Huts among the vines are the hallmark of the Saale-Unstrut wine region . No other region in Germany has so many huts, cottages or sometimes actual villas in its vineyards. Several hundred are dotted around the area and some are true gems of their respective architectural period.
Reichenau Island: Germany's southernmost wine area
Reichenau Island in Lake Constance is the most southerly wine-making location in Germany, although today it is better known for its vegetables. Viticulture was the economic mainstay of the island's farmers for centuries. The first vines were planted in 818 AD by Hanno I, the abbot of Reichenau monastery. The waters of Lake Constance retain warmth which radiates out to the vineyards, particularly in autumn and winter.
They measure the progress of the day and are as old as humanity: until the early 19th century, sundials were synonymous with time itself – there were no other clocks. The principle is simple: a rod is fixed parallel to the earth's axis and the shadow it casts on a surface mounted in the vineyard indicates the position of the sun, and consequently the time.

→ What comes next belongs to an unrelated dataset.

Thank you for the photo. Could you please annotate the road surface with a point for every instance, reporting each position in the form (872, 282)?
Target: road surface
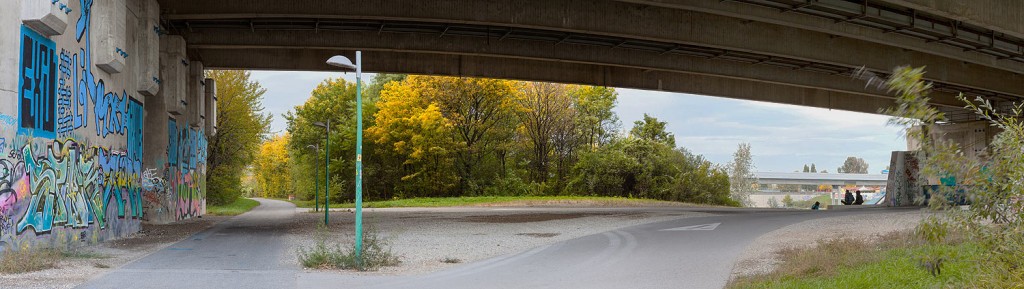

In the vineyards on the outskirts of the spa town of Bad Dürkheim, a red roof conceals a hidden gem – a wine press that dates back to the ancient Romans nearly two thousand years ago. The press is the only one of its kind between the southern Palatinate and the Moselle . Its discovery during excavations as part of a vineyard restructuring scheme close to Ungstein caused a sensation in 1981.
Wine and stone: where art and wine go hand in hand
The Wine and Stone trail in Heppenheim an der Bergstrasse combines wine and art in a remarkable way by illustrating the cultural history of wine in works of art. The 6.9km trail links a total of 70 exhibits on the theme of wine-making – which must be a European record. You can spend days here, and still learn something new.
Wine town of Deidesheim: home of German qualitätswein
The first qualitätswein in the Palatinate was made here and Deidesheim was influential in shaping German and global wine regulations. With a history of wine-making dating back 2,000 years, the town is justified in calling itself the custodian of wine-making heritage.
Grape vines in Ihringen in the Kaiserstuhl hills thrive in lava from the remains of a volcano that has been extinct for 15 million years. Wine has been produced in the area since at least 962 AD, although the Romans probably grew grapes here before that, because the Kaiserstuhl region is the warmest, sunniest vineyard region in Germany.